Let’s explore data pipelines and their use in data warehouses. Businesses use data pipelines in different ways, so we’ll also explore the variation in data pipeline architecture, including some common use cases for different scenarios.
Data pipelines with a data warehouse
A data pipeline consists of two main steps. The first step is the ETL pipeline, in which data is moved into a data warehouse from any source data system via a process known as Extract, Transform, and Load (ETL). This step is critical because the data that resides in data warehouses must follow the schemas and use the file formats chosen by the data warehouse architect to fulfill the business’ needs. This means that datasets from different sources, each containing different file structures, may need to be processed in different ways to ensure that they fit the data warehouse’s schema.
The second step in the process is data consumer usage. In this step, data stored in a data warehouse is accessed by end data consumers. This process usually involves Business Intelligence (BI) tools or other integrations. Business analysts use these tools or integrations to query and display data and use it to create reports and derive insights. These big data insights are then used by business analysts and others to answer business questions, improve decision-making and predict future trends.

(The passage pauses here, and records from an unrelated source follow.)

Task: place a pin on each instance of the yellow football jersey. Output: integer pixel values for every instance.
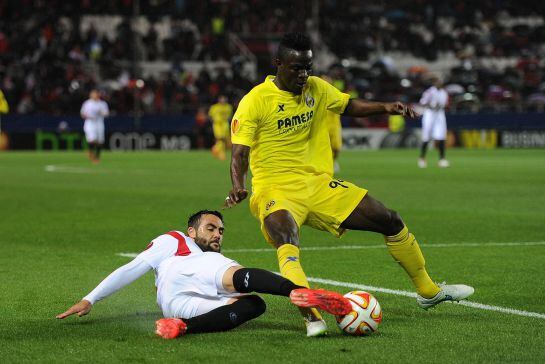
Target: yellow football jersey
(335, 130)
(287, 133)
(220, 113)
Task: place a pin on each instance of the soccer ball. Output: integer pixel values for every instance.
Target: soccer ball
(365, 317)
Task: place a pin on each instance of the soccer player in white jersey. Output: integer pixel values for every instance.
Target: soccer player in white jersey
(434, 121)
(199, 289)
(93, 111)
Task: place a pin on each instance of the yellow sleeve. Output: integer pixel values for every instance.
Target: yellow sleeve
(244, 123)
(336, 100)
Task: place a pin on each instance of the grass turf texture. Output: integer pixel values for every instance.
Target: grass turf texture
(60, 232)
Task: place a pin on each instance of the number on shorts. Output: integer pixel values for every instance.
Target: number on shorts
(336, 183)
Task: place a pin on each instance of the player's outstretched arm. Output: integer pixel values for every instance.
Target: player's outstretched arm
(361, 108)
(81, 308)
(118, 279)
(239, 170)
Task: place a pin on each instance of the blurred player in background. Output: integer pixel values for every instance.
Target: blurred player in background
(4, 109)
(93, 111)
(335, 133)
(220, 114)
(279, 128)
(199, 289)
(434, 121)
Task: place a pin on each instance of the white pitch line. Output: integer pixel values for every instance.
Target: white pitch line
(68, 169)
(396, 292)
(364, 247)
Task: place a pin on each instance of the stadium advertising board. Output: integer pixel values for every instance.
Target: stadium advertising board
(117, 141)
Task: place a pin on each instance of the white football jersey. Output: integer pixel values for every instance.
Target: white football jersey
(94, 110)
(434, 98)
(171, 244)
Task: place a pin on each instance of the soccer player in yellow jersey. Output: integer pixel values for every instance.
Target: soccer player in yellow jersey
(279, 130)
(220, 113)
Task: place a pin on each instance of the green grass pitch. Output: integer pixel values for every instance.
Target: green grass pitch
(63, 221)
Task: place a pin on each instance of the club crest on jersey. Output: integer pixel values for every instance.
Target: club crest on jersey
(269, 205)
(309, 100)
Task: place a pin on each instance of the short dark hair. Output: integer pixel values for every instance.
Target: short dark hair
(195, 219)
(293, 41)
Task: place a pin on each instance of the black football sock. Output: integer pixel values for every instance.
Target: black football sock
(262, 281)
(227, 317)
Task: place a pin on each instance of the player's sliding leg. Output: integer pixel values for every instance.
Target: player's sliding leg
(422, 159)
(98, 147)
(223, 318)
(371, 215)
(245, 280)
(284, 232)
(91, 151)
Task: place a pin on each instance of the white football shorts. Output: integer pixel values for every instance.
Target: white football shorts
(94, 131)
(193, 285)
(434, 125)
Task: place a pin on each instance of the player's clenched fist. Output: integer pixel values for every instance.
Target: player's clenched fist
(399, 108)
(236, 195)
(81, 308)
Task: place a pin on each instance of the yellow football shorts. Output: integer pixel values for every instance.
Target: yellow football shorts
(320, 202)
(221, 130)
(335, 134)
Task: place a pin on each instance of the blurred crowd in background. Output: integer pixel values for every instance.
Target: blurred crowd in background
(53, 52)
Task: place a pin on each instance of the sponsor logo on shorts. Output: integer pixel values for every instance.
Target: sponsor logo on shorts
(269, 205)
(247, 279)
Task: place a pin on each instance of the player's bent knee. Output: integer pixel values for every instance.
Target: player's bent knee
(254, 305)
(395, 223)
(228, 278)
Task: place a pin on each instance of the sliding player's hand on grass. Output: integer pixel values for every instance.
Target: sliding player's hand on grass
(81, 308)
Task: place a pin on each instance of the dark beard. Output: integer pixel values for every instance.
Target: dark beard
(204, 247)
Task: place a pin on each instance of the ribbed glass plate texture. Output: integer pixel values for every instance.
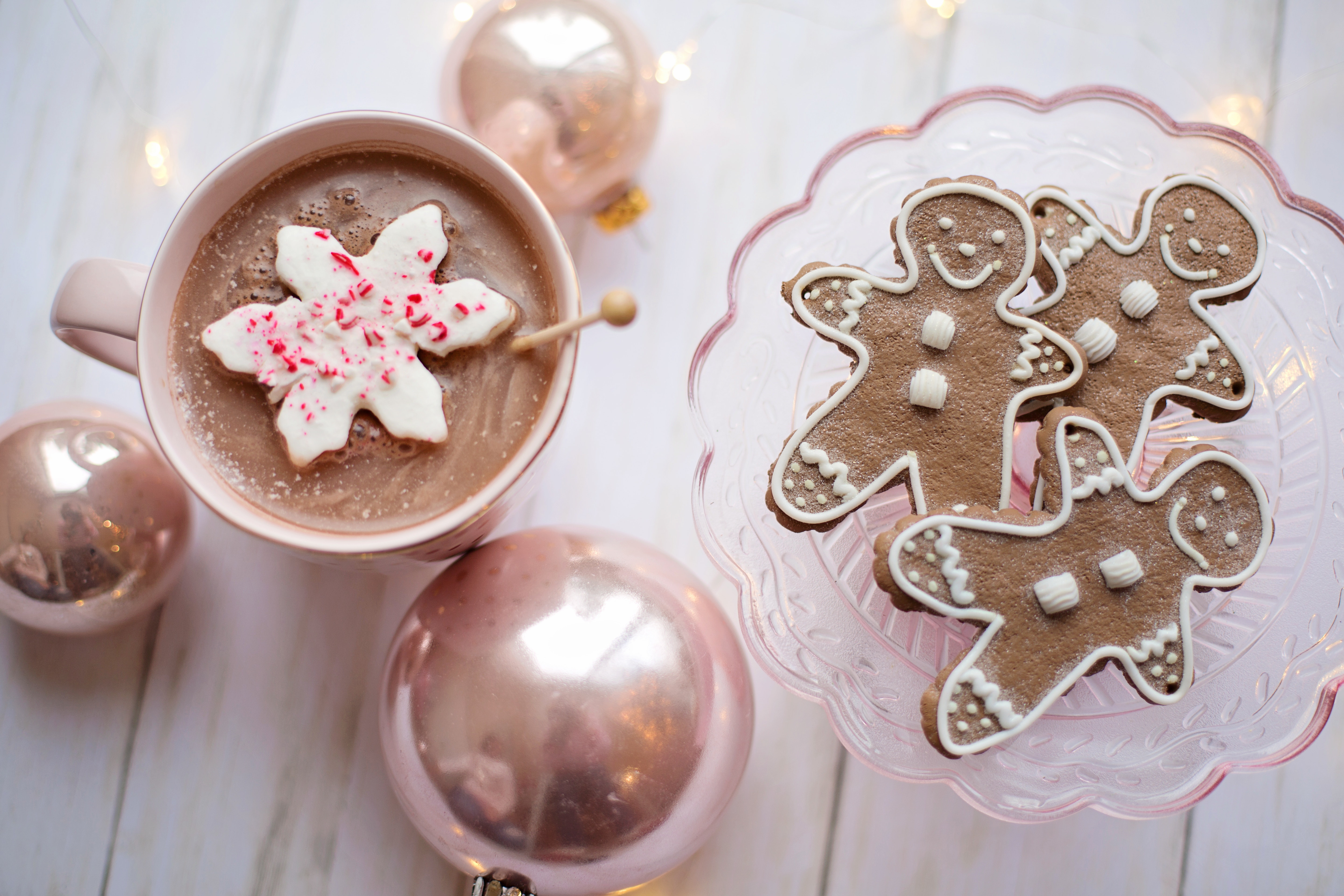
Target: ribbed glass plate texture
(1268, 656)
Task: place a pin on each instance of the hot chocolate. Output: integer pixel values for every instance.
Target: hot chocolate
(491, 397)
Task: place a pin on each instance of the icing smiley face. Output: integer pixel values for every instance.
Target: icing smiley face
(940, 360)
(1103, 574)
(1139, 307)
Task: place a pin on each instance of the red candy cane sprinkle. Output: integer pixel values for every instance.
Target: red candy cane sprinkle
(343, 260)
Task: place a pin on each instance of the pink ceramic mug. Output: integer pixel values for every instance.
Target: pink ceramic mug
(120, 314)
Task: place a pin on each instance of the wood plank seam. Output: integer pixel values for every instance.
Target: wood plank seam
(132, 730)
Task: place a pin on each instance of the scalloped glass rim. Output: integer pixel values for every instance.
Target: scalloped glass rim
(997, 782)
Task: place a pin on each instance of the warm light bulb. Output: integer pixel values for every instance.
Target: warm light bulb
(1245, 113)
(157, 155)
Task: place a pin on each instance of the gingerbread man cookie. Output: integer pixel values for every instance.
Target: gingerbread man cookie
(941, 365)
(1104, 575)
(1139, 308)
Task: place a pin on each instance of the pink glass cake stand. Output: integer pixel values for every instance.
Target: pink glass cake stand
(1268, 656)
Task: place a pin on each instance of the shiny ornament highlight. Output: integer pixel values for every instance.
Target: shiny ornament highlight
(564, 91)
(95, 525)
(566, 707)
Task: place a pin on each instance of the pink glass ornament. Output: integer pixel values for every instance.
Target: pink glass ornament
(562, 91)
(566, 706)
(95, 525)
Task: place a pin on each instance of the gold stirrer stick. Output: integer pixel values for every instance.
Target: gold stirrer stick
(617, 310)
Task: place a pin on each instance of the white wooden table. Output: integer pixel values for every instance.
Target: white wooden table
(229, 743)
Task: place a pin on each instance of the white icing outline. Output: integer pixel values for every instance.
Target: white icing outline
(988, 694)
(1187, 549)
(861, 367)
(1197, 299)
(1107, 652)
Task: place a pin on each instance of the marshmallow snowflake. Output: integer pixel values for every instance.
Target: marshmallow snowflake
(351, 339)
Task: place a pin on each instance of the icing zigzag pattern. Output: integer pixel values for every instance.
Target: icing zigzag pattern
(1030, 652)
(872, 430)
(1151, 292)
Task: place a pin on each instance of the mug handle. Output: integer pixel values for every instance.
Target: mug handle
(97, 310)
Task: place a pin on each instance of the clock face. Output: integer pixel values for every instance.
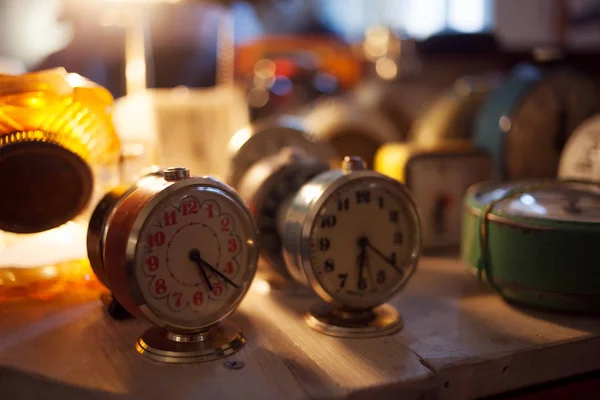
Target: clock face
(543, 122)
(438, 183)
(581, 156)
(194, 257)
(364, 242)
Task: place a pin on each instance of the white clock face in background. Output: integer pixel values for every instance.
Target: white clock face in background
(193, 257)
(364, 242)
(438, 184)
(581, 157)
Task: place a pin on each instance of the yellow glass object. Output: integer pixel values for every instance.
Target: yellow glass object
(58, 152)
(392, 158)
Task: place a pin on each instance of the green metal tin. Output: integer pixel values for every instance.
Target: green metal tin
(536, 243)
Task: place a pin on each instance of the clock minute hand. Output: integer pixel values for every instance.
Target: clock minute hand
(194, 256)
(216, 271)
(387, 260)
(362, 244)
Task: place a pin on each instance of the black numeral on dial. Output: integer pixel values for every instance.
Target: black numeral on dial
(329, 265)
(328, 221)
(362, 284)
(324, 244)
(343, 204)
(381, 278)
(398, 238)
(363, 196)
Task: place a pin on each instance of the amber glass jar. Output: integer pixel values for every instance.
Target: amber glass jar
(58, 153)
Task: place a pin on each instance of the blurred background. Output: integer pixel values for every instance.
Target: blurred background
(85, 36)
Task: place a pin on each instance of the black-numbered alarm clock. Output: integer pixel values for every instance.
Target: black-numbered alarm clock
(179, 252)
(437, 178)
(351, 235)
(526, 121)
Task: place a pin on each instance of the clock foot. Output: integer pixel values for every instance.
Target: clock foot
(219, 341)
(379, 321)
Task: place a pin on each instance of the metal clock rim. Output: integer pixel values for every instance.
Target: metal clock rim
(340, 179)
(472, 206)
(131, 248)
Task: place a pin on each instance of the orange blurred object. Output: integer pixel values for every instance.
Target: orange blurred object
(334, 57)
(58, 152)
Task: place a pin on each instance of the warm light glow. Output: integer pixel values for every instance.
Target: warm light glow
(386, 68)
(135, 72)
(239, 139)
(311, 191)
(261, 286)
(141, 1)
(49, 272)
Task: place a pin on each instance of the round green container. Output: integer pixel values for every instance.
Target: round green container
(536, 243)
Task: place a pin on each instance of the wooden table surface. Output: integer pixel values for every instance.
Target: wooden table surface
(459, 341)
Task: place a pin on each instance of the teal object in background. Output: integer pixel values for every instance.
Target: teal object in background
(536, 243)
(525, 123)
(490, 133)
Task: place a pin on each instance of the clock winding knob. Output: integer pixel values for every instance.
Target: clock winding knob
(176, 174)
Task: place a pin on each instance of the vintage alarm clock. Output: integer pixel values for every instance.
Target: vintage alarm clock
(350, 234)
(535, 242)
(525, 123)
(581, 158)
(179, 252)
(438, 178)
(452, 115)
(268, 137)
(350, 128)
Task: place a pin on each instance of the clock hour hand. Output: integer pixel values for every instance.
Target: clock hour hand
(194, 255)
(362, 244)
(380, 254)
(213, 269)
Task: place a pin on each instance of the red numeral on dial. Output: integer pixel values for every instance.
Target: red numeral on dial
(232, 245)
(170, 218)
(225, 224)
(177, 296)
(157, 239)
(160, 286)
(228, 268)
(190, 207)
(152, 263)
(218, 289)
(198, 299)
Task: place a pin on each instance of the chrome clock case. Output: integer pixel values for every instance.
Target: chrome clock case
(334, 317)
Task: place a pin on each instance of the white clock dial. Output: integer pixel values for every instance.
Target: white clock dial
(364, 242)
(193, 257)
(581, 157)
(438, 184)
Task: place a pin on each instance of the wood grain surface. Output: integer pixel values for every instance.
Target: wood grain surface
(460, 341)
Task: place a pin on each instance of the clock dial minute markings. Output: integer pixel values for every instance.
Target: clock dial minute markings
(200, 261)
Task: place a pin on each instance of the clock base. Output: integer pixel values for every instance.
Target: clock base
(380, 321)
(219, 341)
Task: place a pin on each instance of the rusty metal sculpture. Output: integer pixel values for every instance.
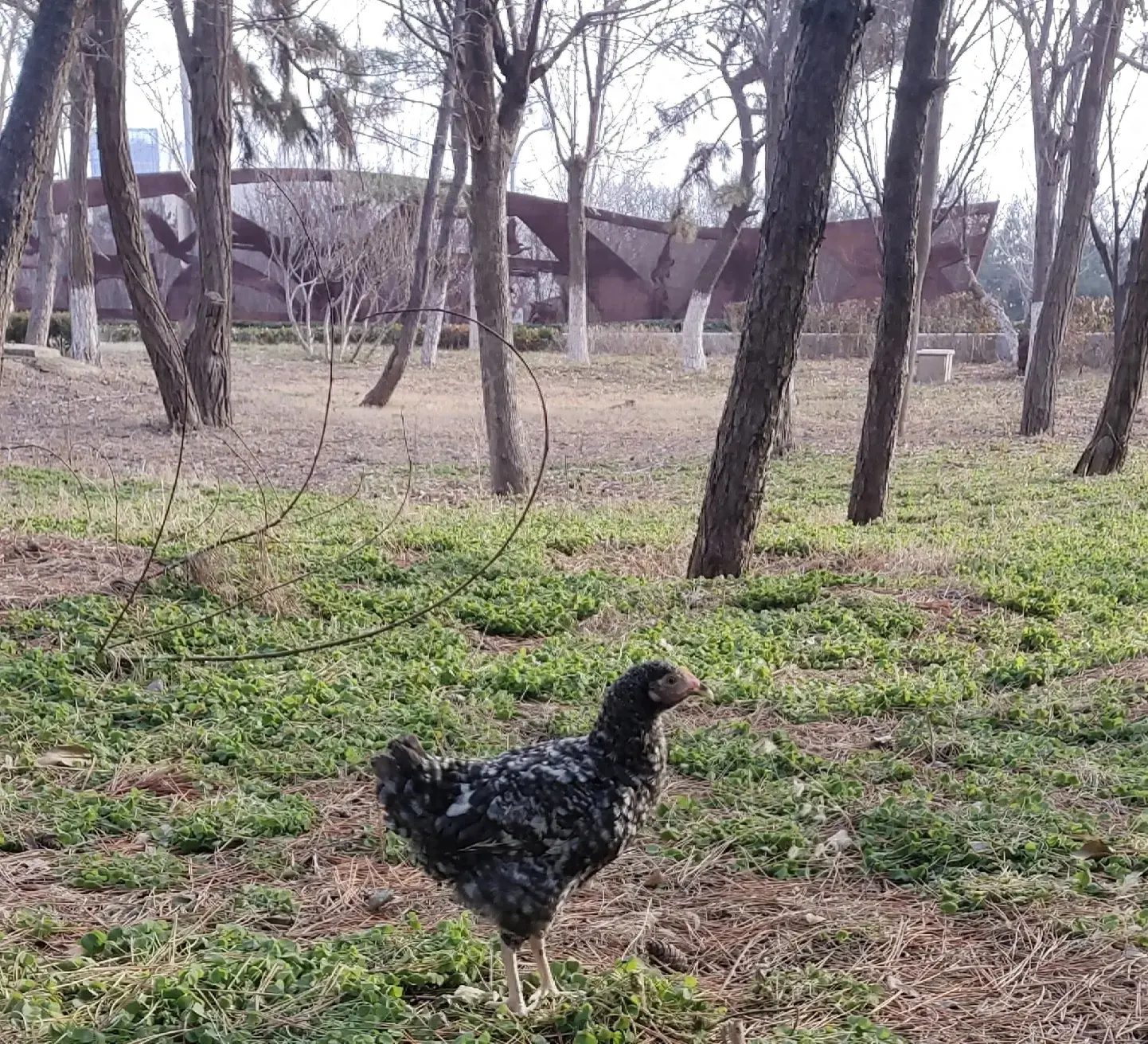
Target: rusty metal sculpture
(639, 270)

In the image below, we explore the way a data pipeline is used with a data warehouse.
Source system data
The data entered into a data warehouse can be extracted from multiple sources. Most frequently, the data comes from either a transactional or operational database where data is captured. For example, data might come from Internet of Things (IoT) devices, mobile, or online systems. This is made possible by the data model, which defines how data is organized and structured within the warehouse.
Extract
This process extracts data from the source systems and moves it to the staging layer. The data moved into the staging layer is usually a copy of the original data.
Staging layer
The staging layer (or area) is where the copied data resides before it is transformed and loaded into the data warehouse. The staging layer is important because it ensures two things:
- The source system doesn’t get bogged down by complex queries.
- The source data remains intact and unchanged.
Transform and load
Data is transformed so that it fits the data warehouse’s pre-defined schema, which is based on business needs and the tradeoff between query time and load time.
In some cases, data might only be copied. Other transformations might include cleansing, checking for data quality, filtering, or aggregating data. Once the data has undergone all required transformations, it is loaded into the data warehouse.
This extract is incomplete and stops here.